What do people mean when they say something feels like it’s “not in Las Vegas”?
Of all the Vegas clichés, this one bugs me the most. Maybe it’s because while I understand the intent of the cultural shorthand, I get frustrated by the insult inherent in it. Recently, a well-meaning Downtown cafe server’s first words to me were, “You aren’t from Las Vegas, are you?”
Sure, that day’s black jeans, fashionable sport jacket, and trainer attire looked a little more “coastal creative” than usual, and perhaps the earring I recently started wearing again didn’t help. But how can a native Las Vegan look anything other than a Las Vegan?
Taking a step back, I realized the cafe itself is one of those places that others describe as feeling as if “you aren’t in Vegas.” It’s in an old building, one not a casino and that began life as something else entirely. Subsequently, it has what most call character. More importantly, it possesses a sense of place, appearing to be of its surroundings rather than planted there. Over the years, I’ve come to understand this as the defining characteristic of spots that, um, “don’t feel like Vegas.”
Las Vegas is the youngest big city in America, a desert outpost that somehow survived into the 21st century by tearing down and rebuilding whatever necessary to keep the cash coming. So many of our city’s “places” are new, and even most of the old ones have stood just a few decades. Any sense of place Las Vegas has usually goes unnoticed by visitors (for obvious reasons) as well as new residents, most of whom move into new homes and wait for the new shopping center to open so they can visit the new restaurant. Forget history; we’ve barely had time for the paint to dry.
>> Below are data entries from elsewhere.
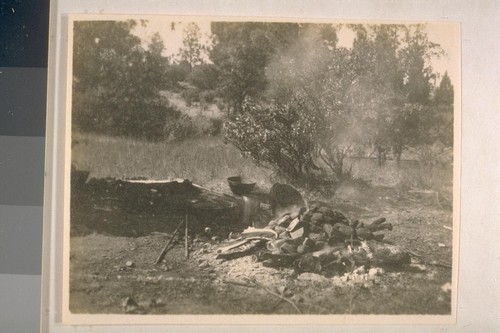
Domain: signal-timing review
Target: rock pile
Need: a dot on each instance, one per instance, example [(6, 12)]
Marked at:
[(318, 239)]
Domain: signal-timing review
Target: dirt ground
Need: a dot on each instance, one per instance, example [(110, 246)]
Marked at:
[(113, 251)]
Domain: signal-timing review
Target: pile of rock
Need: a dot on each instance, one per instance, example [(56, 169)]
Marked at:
[(318, 239), (314, 229)]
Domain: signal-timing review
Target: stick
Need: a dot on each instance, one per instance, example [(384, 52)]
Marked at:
[(277, 295), (164, 251), (186, 235), (437, 264), (238, 283)]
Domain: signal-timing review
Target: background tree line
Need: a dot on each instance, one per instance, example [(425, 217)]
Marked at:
[(292, 97)]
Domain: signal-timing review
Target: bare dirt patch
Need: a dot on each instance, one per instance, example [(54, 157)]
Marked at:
[(113, 251)]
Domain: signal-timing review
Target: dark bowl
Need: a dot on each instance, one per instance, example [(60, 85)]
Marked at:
[(239, 188)]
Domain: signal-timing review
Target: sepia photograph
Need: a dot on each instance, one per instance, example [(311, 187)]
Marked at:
[(223, 166)]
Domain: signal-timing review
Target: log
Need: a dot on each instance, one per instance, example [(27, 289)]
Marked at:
[(378, 227), (248, 249), (165, 249)]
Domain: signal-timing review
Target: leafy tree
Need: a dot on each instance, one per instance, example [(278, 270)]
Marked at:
[(192, 50), (116, 83), (441, 119), (241, 52), (302, 105)]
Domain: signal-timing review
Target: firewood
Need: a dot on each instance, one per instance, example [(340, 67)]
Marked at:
[(383, 226), (248, 249), (277, 295), (380, 220)]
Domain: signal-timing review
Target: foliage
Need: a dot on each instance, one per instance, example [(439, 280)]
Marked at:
[(116, 83), (192, 49), (318, 101), (241, 52)]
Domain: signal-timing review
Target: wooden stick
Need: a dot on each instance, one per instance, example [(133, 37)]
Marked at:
[(186, 236), (277, 295), (164, 251)]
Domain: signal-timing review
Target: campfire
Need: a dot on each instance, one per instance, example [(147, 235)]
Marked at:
[(318, 239)]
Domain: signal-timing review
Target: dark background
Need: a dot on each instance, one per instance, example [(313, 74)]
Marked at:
[(24, 28)]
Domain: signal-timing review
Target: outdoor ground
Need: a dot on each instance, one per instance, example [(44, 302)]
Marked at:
[(113, 249)]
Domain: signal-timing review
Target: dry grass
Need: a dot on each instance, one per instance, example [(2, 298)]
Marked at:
[(206, 161)]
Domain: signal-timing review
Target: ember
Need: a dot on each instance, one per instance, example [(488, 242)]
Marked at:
[(319, 240)]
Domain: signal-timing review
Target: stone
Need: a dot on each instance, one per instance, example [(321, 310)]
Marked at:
[(312, 277), (346, 230), (364, 233), (285, 234), (317, 218), (328, 228), (326, 211), (338, 217), (318, 236), (375, 271), (297, 233), (284, 221), (296, 223), (279, 229), (288, 247)]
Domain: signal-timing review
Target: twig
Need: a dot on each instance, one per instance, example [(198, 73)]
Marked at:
[(437, 264), (164, 251), (238, 283), (277, 295)]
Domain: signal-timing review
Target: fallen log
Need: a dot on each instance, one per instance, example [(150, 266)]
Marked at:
[(165, 249), (248, 249), (263, 233)]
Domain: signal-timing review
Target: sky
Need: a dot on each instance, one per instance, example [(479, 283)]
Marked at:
[(445, 34)]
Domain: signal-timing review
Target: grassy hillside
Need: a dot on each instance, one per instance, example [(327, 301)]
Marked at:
[(205, 161)]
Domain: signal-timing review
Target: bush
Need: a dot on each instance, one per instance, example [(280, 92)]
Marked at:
[(191, 95), (180, 129)]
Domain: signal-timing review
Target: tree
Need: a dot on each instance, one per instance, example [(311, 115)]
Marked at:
[(441, 121), (116, 83), (192, 50), (393, 85), (241, 52), (301, 124), (316, 100)]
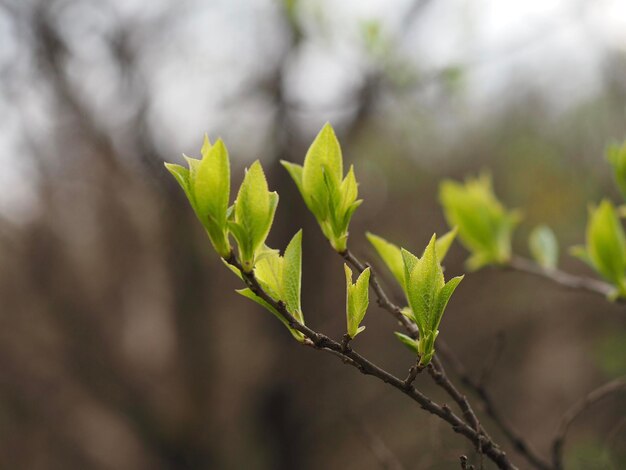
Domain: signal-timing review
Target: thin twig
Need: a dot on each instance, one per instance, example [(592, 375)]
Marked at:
[(515, 438), (517, 441), (413, 372), (561, 277), (354, 359), (571, 414)]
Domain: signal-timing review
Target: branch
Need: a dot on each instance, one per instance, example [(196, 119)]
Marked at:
[(352, 358), (514, 437), (442, 380), (578, 408), (562, 278)]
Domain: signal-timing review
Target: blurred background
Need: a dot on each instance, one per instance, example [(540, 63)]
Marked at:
[(122, 343)]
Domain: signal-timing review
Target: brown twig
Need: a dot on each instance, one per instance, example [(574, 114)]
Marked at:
[(413, 372), (578, 408), (561, 277), (354, 359), (517, 441)]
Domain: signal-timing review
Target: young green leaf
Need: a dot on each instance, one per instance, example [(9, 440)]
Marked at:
[(357, 300), (252, 296), (292, 276), (280, 277), (428, 295), (485, 227), (253, 215), (605, 248), (206, 184), (443, 244), (331, 199), (616, 155), (544, 247), (324, 155)]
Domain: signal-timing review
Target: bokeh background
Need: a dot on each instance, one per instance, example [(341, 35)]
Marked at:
[(122, 343)]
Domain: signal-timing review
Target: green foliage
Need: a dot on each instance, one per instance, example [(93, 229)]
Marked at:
[(281, 278), (485, 226), (544, 246), (428, 295), (253, 214), (392, 254), (328, 195), (207, 186), (616, 155), (605, 249), (357, 300)]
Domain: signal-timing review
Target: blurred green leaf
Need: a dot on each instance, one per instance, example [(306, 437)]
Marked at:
[(605, 248), (544, 247)]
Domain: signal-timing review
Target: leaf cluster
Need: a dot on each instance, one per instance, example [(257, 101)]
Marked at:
[(485, 225), (331, 197)]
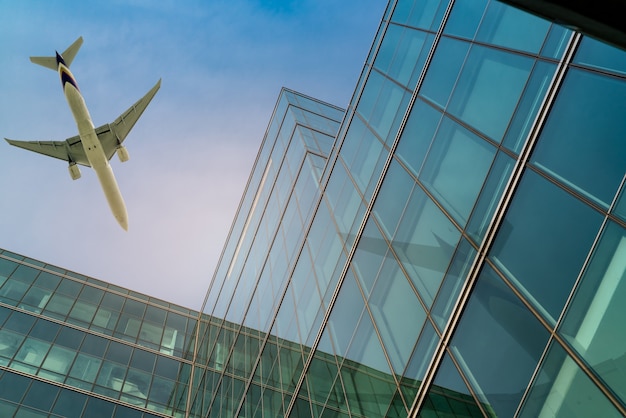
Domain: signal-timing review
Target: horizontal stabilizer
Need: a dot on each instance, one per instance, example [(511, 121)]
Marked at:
[(48, 62), (68, 56)]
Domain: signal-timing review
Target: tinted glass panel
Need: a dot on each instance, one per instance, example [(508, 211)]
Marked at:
[(595, 319), (417, 134), (532, 246), (562, 390), (465, 17), (511, 27), (583, 144), (424, 243), (444, 70), (498, 342), (397, 313), (489, 88), (456, 167), (597, 54)]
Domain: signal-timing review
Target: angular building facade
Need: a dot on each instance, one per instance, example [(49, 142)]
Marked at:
[(451, 245), (75, 346)]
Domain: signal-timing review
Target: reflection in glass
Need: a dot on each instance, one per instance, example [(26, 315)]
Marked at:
[(489, 197), (398, 55), (392, 198), (529, 104), (489, 88), (582, 144), (394, 305), (600, 55), (533, 247), (498, 343), (443, 70), (465, 18), (620, 205), (449, 395), (511, 27), (416, 369), (456, 167), (594, 322), (417, 135), (562, 390), (452, 283), (424, 243)]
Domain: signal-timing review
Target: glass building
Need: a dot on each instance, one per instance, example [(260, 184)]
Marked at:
[(451, 245)]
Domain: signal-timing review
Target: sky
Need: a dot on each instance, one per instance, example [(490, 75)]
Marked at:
[(222, 65)]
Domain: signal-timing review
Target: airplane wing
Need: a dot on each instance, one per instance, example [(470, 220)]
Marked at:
[(113, 134), (70, 150)]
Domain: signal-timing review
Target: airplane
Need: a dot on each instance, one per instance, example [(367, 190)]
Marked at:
[(92, 147)]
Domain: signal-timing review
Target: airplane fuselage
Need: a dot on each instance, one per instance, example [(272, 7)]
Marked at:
[(91, 144)]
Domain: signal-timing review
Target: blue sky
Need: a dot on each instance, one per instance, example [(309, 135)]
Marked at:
[(222, 63)]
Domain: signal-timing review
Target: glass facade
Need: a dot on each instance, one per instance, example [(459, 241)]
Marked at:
[(452, 244), (71, 346)]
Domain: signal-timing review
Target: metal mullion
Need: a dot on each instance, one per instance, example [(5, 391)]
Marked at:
[(370, 205), (497, 219)]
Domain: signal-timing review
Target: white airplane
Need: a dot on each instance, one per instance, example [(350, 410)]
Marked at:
[(93, 147)]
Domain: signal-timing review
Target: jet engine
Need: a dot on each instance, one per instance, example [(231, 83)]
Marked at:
[(74, 171), (122, 153)]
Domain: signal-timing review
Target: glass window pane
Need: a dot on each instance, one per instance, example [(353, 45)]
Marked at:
[(510, 27), (13, 386), (444, 70), (562, 390), (398, 56), (345, 314), (594, 322), (366, 377), (528, 107), (394, 305), (416, 369), (620, 205), (59, 360), (452, 283), (47, 280), (69, 403), (456, 167), (86, 368), (98, 408), (40, 395), (449, 395), (531, 249), (490, 197), (370, 253), (424, 14), (425, 243), (25, 274), (32, 352), (465, 17), (489, 88), (582, 143), (392, 198), (498, 343), (9, 343), (600, 55), (417, 135)]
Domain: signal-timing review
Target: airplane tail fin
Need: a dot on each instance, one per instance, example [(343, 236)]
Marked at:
[(68, 56)]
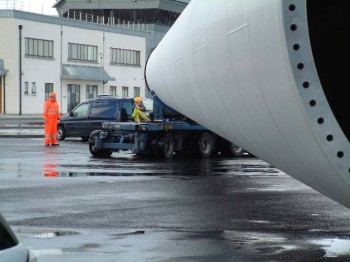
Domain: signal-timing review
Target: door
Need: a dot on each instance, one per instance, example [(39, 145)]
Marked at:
[(73, 96), (0, 94)]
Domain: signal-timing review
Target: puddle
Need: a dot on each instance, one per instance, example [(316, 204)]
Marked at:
[(334, 247), (56, 234)]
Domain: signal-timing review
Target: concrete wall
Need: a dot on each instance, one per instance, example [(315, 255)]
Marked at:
[(44, 70)]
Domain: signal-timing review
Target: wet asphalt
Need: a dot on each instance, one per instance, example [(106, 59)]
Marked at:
[(65, 205)]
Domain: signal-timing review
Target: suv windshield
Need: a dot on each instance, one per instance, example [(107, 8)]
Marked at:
[(105, 108)]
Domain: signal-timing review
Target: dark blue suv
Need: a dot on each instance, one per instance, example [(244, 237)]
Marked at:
[(89, 115)]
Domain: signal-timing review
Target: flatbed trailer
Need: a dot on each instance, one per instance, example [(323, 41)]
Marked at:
[(160, 139)]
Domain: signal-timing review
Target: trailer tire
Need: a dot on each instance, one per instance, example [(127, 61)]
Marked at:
[(168, 146), (205, 145), (231, 149)]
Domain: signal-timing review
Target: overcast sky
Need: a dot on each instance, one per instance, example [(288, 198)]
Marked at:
[(35, 6)]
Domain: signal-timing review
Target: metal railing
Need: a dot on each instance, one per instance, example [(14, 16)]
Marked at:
[(106, 21)]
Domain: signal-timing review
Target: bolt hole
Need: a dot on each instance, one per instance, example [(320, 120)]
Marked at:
[(312, 103), (306, 85), (293, 27), (340, 154), (292, 8), (329, 138)]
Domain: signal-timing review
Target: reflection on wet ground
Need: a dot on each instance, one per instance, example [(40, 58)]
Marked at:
[(180, 245), (197, 167)]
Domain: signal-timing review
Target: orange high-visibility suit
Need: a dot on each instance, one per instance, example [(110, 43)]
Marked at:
[(51, 115)]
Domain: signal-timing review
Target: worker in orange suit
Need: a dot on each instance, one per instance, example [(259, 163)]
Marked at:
[(51, 115)]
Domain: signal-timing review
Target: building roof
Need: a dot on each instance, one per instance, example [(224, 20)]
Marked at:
[(78, 72), (169, 5)]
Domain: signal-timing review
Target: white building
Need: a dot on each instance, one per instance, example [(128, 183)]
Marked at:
[(75, 59)]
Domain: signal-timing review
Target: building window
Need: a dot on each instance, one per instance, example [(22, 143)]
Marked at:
[(113, 90), (48, 90), (33, 88), (38, 47), (137, 91), (26, 88), (125, 91), (91, 91), (82, 52), (125, 57)]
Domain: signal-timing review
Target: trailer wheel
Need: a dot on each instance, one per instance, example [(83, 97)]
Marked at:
[(205, 145), (231, 149), (97, 152), (168, 146)]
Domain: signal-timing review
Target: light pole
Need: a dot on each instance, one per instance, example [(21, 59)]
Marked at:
[(101, 57)]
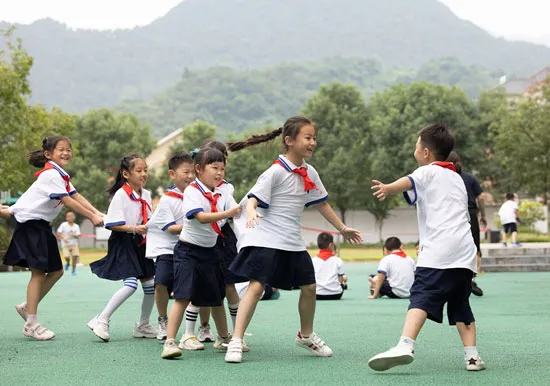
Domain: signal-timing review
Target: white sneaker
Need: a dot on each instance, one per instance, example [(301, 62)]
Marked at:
[(22, 310), (190, 343), (145, 330), (170, 350), (100, 328), (474, 364), (396, 356), (38, 332), (205, 334), (222, 343), (314, 344), (163, 326), (234, 352)]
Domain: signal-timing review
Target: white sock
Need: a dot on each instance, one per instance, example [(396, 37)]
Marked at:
[(407, 342), (233, 308), (31, 319), (191, 315), (471, 351), (148, 301), (130, 286)]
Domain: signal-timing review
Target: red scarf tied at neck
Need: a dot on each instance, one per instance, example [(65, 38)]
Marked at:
[(302, 172)]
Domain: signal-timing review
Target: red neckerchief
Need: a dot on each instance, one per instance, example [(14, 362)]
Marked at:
[(446, 165), (65, 177), (302, 172), (171, 193), (213, 206), (400, 252), (325, 254)]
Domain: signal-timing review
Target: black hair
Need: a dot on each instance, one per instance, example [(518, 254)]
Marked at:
[(291, 129), (216, 145), (127, 163), (324, 239), (179, 158), (206, 156), (37, 157), (392, 243), (439, 139)]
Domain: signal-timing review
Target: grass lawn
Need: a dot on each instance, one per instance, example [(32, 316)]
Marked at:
[(348, 254)]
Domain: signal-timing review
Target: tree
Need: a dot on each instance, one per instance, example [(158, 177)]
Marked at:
[(102, 138), (22, 126), (343, 143), (522, 143)]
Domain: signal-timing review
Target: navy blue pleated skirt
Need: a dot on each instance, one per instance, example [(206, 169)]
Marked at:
[(125, 258), (226, 249), (33, 245), (197, 275), (280, 269)]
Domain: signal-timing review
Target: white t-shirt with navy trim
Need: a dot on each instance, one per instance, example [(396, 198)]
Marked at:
[(65, 229), (282, 200), (125, 211), (194, 232), (42, 201), (169, 212), (399, 272), (327, 273), (443, 221)]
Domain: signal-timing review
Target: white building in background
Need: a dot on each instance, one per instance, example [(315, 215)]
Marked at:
[(159, 155)]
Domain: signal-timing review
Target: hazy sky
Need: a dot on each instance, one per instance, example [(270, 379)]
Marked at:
[(509, 18)]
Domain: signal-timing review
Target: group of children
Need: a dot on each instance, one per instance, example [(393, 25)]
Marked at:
[(187, 248)]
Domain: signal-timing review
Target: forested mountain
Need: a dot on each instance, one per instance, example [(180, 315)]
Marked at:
[(80, 69), (236, 100)]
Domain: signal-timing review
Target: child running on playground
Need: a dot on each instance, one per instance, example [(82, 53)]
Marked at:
[(271, 248), (447, 258)]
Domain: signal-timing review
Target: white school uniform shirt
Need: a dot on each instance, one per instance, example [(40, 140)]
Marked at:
[(507, 212), (443, 220), (65, 229), (282, 200), (399, 272), (326, 275), (194, 232), (124, 211), (42, 201), (169, 212)]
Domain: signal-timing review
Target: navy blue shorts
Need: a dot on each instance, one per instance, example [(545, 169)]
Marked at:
[(280, 269), (432, 288), (164, 271)]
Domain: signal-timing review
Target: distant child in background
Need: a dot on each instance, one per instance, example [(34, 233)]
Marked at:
[(33, 244), (447, 259), (508, 213), (329, 269), (395, 272), (127, 216), (69, 232), (163, 230)]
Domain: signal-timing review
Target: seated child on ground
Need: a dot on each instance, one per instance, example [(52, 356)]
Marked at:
[(395, 272), (329, 270)]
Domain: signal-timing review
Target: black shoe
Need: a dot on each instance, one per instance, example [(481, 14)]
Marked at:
[(476, 290)]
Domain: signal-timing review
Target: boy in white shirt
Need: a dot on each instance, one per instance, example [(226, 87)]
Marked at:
[(329, 269), (69, 232), (508, 214), (395, 273), (447, 258)]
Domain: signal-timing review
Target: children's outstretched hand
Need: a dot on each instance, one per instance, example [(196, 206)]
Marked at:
[(252, 217), (379, 189), (352, 235)]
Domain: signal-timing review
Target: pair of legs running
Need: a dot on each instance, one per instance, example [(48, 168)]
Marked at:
[(39, 285), (306, 307), (143, 329)]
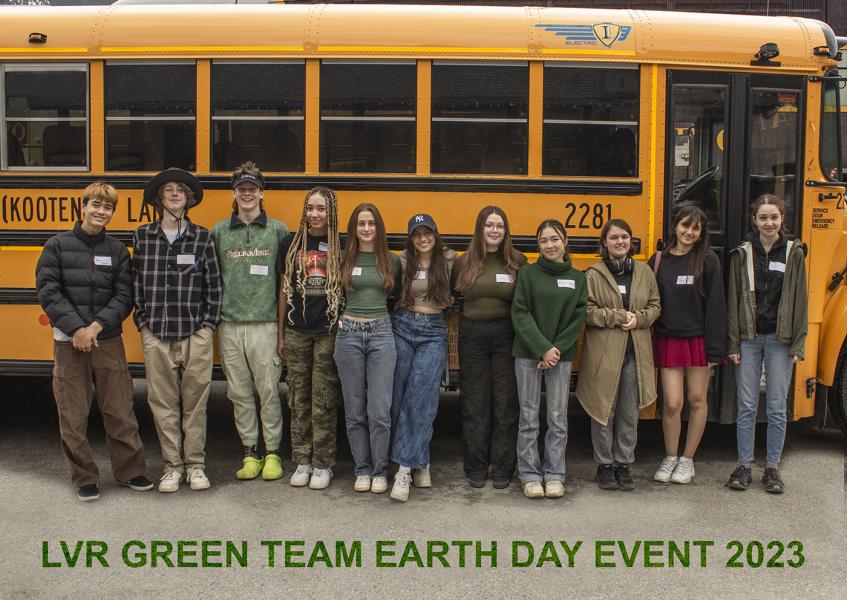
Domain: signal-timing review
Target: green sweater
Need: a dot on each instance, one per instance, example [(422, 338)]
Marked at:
[(490, 296), (367, 299), (548, 309), (249, 267)]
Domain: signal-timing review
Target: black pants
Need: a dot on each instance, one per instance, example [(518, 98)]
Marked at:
[(489, 396)]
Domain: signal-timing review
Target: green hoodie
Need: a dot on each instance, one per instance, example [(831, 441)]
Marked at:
[(548, 309), (247, 253)]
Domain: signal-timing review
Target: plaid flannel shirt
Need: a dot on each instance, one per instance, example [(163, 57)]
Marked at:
[(177, 287)]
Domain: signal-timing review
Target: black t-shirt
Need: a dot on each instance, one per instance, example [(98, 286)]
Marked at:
[(313, 318)]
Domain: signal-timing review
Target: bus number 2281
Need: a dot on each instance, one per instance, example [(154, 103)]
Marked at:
[(586, 216)]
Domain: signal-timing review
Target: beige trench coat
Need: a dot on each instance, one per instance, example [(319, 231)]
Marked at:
[(604, 345)]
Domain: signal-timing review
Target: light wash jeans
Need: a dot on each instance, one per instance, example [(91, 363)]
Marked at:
[(778, 368), (365, 353), (421, 342), (557, 381)]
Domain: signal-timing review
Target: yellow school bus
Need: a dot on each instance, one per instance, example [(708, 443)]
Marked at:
[(577, 114)]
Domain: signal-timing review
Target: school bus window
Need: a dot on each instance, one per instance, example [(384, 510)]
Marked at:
[(368, 117), (45, 112), (590, 121), (774, 139), (258, 114), (830, 134), (699, 121), (150, 116), (479, 118)]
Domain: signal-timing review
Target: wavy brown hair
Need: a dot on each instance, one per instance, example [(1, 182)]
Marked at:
[(381, 252), (474, 263), (296, 274), (697, 256), (438, 276)]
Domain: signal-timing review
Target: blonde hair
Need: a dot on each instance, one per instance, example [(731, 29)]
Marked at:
[(297, 251), (105, 192)]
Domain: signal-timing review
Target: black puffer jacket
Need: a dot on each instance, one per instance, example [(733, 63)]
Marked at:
[(82, 278)]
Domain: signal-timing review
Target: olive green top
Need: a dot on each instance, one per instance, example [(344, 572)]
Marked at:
[(490, 296), (367, 299)]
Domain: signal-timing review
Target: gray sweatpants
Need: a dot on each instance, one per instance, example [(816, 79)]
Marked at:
[(615, 443)]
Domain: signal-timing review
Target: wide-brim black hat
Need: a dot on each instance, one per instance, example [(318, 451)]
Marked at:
[(151, 190)]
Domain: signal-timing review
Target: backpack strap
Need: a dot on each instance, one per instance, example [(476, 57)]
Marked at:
[(747, 249)]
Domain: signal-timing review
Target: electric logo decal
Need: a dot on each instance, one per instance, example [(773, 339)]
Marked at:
[(606, 34)]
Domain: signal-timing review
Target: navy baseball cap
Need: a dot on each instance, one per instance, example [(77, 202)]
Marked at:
[(422, 219)]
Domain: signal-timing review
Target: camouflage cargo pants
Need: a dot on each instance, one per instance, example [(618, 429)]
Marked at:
[(313, 397)]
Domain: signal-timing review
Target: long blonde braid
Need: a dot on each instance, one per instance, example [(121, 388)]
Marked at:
[(334, 291)]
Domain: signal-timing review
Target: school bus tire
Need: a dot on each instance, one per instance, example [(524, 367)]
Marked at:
[(838, 391)]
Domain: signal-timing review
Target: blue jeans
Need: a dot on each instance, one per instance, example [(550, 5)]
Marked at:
[(421, 343), (778, 369), (364, 352), (557, 380)]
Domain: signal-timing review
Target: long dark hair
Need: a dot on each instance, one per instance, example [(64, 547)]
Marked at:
[(351, 249), (438, 277), (558, 228), (697, 256), (474, 262)]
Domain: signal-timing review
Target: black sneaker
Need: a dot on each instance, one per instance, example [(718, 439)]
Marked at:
[(88, 492), (773, 482), (139, 484), (500, 482), (606, 477), (476, 480), (740, 479), (623, 478)]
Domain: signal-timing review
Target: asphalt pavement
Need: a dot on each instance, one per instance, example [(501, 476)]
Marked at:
[(450, 541)]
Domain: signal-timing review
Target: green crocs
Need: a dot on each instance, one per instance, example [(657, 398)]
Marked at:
[(251, 469), (273, 467)]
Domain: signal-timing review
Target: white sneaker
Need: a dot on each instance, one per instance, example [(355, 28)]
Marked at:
[(684, 471), (170, 482), (363, 483), (665, 470), (533, 489), (320, 479), (301, 476), (197, 479), (421, 477), (379, 484), (400, 489)]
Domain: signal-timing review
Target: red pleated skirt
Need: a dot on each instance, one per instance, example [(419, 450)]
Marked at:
[(670, 352)]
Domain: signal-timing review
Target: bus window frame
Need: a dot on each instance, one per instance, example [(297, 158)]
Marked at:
[(635, 124), (832, 77), (27, 67), (525, 63), (245, 118), (130, 119), (758, 85), (364, 119)]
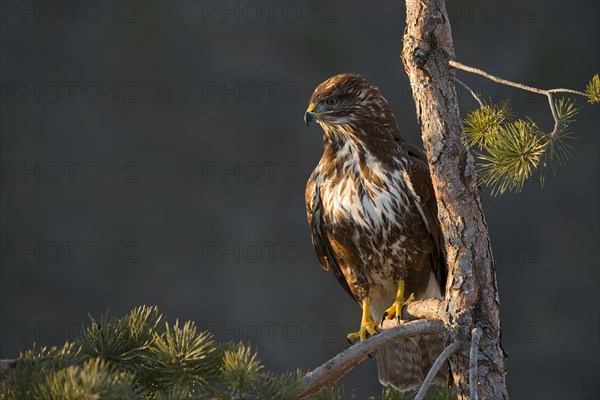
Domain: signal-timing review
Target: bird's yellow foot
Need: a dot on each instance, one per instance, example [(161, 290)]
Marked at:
[(367, 325), (395, 309), (366, 329)]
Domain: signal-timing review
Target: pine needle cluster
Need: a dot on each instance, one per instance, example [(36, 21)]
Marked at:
[(592, 90), (143, 357), (511, 151)]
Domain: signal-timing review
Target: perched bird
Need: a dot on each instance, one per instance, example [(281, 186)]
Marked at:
[(373, 219)]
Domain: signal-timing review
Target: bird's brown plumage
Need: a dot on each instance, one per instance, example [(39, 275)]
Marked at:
[(372, 214)]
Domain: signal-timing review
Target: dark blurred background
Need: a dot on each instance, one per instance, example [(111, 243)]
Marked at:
[(154, 153)]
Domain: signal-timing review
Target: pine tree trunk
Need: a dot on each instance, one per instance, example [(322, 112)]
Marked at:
[(471, 292)]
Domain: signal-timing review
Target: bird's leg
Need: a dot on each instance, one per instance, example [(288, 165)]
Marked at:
[(367, 325), (396, 307)]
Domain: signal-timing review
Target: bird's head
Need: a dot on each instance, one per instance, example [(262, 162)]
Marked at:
[(347, 99)]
But things are changing. Thanks in part to the recession, people are paying more attention to where Las Vegas came from and where we are headed. The revitalization of Downtown is helping us gain a larger sense of place, not just with repurposed old buildings, but with museums that spotlight our past. And even the suburbs are generating their own unique vibes; lest we forget, we now have an entire generation of young adults born and raised in Summerlin.